Juntadas a digestão da comilança e mais o descarrego coletivo e intenso acontecido na tarde, às 23 já havíamos mudado de idéia quanto a passear no centro da cidade e cada um caiu para o seu canto para acordar às 4 do dia seguinte e ver os gêisers ao amanhecer.

Dia 1 – Santiago – Calama – San Pedro de Atacama, or the Day that wouldn’t end

O dia um na verdade coincidiu com o dia 31 de dezembro. Saímos às 5 da manhã de Santiago para um vôo de duas horas até Calama.

Não acho que seria possível ter noção da dimensão do Atacama não fosse este vôo no nosso caminho. De um lado o Pacífico, do outro a Cordilheira e no meio... Nada! Ou quase nada... Ocasionalmente uma casinha ou uma pequena cidade aparecia fora da costa. Sendo conhecido como o deserto mais árido do mundo, não havia uma única nuvem que nos impedisse de ver a lua cheia se por no Pacífico enquanto por detrás da cordilheira vinha subindo o sol em pleno vapor.

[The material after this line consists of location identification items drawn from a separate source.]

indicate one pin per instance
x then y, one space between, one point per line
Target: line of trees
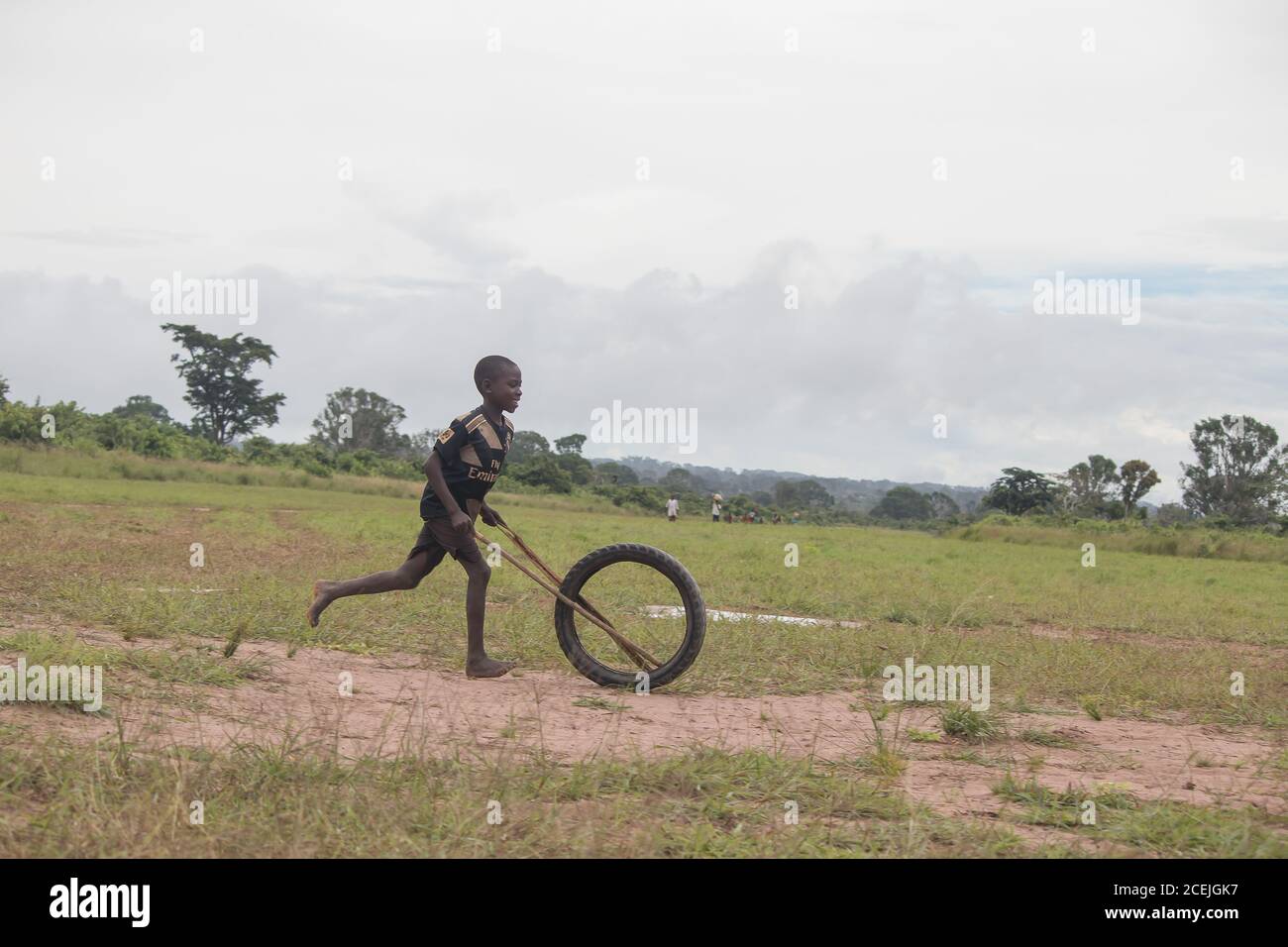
1239 475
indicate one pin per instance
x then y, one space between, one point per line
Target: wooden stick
631 648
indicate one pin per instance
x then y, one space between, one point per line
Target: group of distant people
673 513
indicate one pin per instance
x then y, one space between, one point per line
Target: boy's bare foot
321 599
487 668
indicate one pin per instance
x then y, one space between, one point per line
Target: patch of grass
295 800
1047 738
599 703
960 720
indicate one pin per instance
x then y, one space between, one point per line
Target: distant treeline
1239 475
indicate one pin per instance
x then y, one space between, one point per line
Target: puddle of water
720 615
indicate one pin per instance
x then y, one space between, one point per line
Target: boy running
462 468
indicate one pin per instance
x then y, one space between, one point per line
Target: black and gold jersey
472 450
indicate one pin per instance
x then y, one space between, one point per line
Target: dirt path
394 705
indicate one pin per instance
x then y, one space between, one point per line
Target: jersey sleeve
450 442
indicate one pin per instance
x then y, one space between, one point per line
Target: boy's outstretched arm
434 472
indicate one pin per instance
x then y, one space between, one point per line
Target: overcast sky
911 167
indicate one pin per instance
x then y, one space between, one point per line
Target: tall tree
1090 483
1018 491
1137 478
1240 472
356 419
227 401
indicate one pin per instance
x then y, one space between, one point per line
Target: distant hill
859 495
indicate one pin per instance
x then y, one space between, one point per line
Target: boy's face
505 388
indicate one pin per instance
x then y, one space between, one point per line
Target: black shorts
438 539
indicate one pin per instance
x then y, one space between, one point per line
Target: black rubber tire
695 613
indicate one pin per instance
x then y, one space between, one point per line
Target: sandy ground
397 705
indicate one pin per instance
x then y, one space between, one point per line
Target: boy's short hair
488 367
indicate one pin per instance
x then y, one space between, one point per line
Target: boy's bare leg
406 577
477 663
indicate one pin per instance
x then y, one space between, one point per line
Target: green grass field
1137 638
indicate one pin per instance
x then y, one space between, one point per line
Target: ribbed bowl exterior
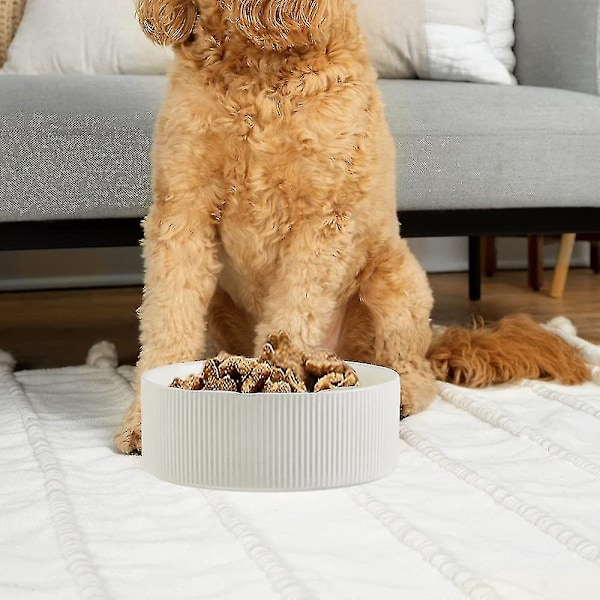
280 442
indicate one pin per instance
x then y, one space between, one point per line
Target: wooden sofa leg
535 261
474 267
490 255
595 256
561 270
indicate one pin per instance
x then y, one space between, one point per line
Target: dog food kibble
281 367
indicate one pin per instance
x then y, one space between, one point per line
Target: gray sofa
473 159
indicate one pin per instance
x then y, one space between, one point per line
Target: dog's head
271 24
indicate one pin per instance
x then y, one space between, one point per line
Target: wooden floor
56 328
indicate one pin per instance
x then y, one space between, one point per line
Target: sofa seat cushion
468 145
76 146
79 146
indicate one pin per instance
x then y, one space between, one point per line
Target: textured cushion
558 43
479 146
439 39
76 146
83 36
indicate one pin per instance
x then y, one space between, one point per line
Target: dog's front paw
129 439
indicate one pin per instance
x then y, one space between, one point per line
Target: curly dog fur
274 195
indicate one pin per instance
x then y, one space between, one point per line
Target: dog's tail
514 348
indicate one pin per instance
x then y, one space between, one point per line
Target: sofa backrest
558 44
11 12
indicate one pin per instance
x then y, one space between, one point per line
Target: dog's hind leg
230 327
387 323
182 266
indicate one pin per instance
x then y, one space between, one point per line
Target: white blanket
496 495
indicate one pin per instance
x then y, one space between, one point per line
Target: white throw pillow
500 31
83 36
440 39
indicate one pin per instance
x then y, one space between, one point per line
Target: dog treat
281 367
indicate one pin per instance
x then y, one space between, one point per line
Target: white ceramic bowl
276 442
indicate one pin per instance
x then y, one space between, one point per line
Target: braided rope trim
542 521
68 534
264 557
407 534
496 418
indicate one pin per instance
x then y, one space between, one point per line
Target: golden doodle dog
274 198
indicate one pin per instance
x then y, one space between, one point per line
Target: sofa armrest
558 44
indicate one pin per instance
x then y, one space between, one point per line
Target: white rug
496 495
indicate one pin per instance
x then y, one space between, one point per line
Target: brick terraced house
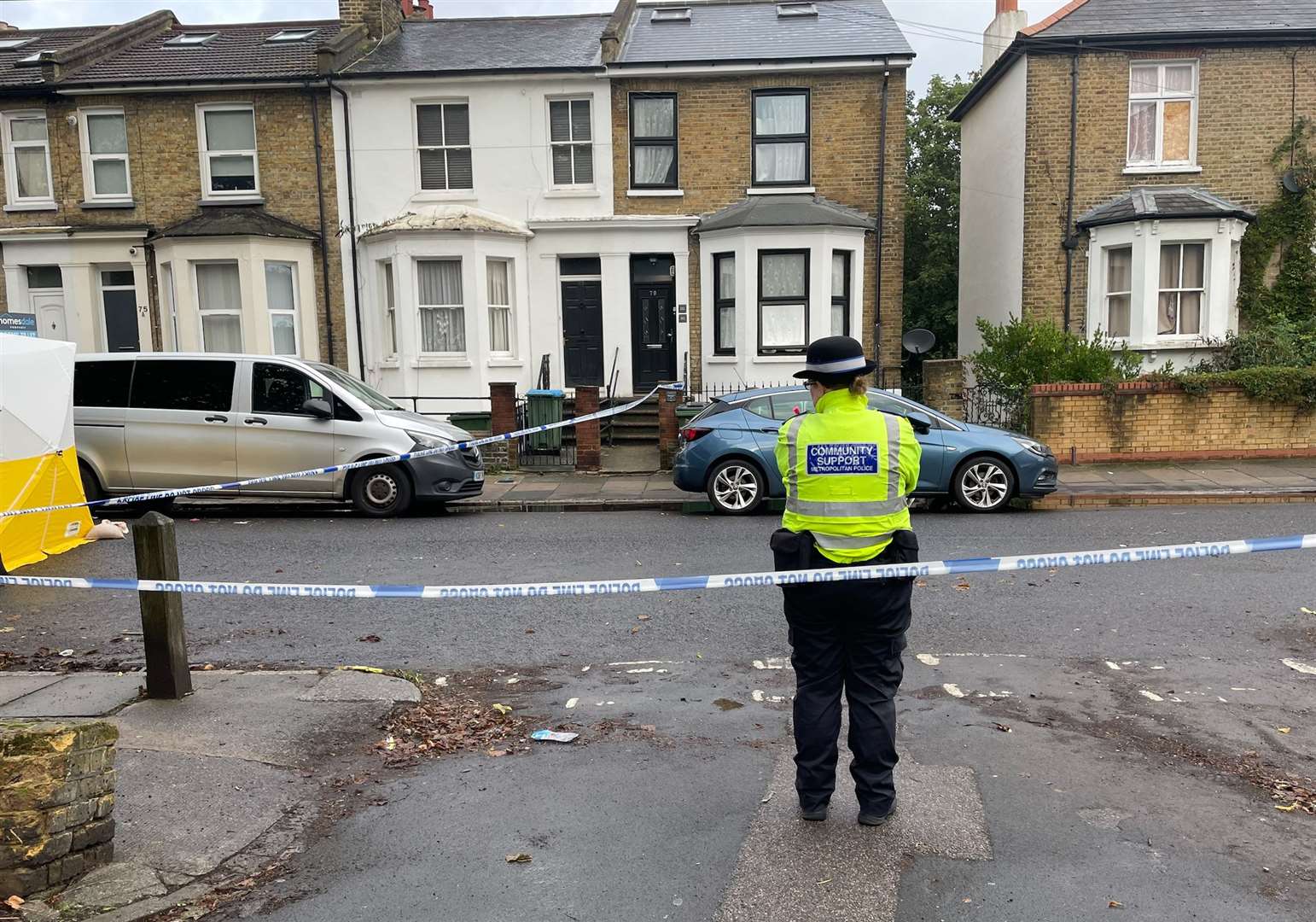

Descer em Calama foi a primeira experiência surreal dentro das muitas que se seguiriam pelo dia. Além da pista propriamente dita por onde o avião desce e tem que taxiar, todo o resto do aeroporto é feito de ... areia!! Sendo um aeroporto pequeno, depois de descer, o avião faz meia volta pela mesma pista por onde veio e segue até a área de desembarque. A recepção, às 7:30 da manhã foi feita em forma de ventos que trincavam até o último osso do dedinho do pé e declarados 6° C, ainda que eu tivesse certeza que se tratasse de muuuuito menos. Pela única esteira do aeroporto todos os passageiros foram pegando suas malas, enquanto esperávamos sentados até que sobrássemos somente nós e algum grilo desavisado aguardando pelo mocinho que deveria nos entregar o carro alugado. Como a cidade é pequena, os agentes das empresas de aluguel de carro não fazem plantão no aeroporto, nem em pleno 31 de dezembro, principalmente porque todos os carros disponíveis na cidade já haviam sido locados. Contamos, pra nossa felicidade, com a ajuda dos 2 únicos agentes que estavam por ali pra ligar pro celular da pessoa responsável e apressá-la a chegar.

Lá fomos nós com nosso mais novo Toyotinha, procurar um mercado pra nos abastecer antes de seguir pra São Pedro, considerando que dados os últimos imprevistos, se nada mais desse certo, pelo menos teríamos o que comer até a noite.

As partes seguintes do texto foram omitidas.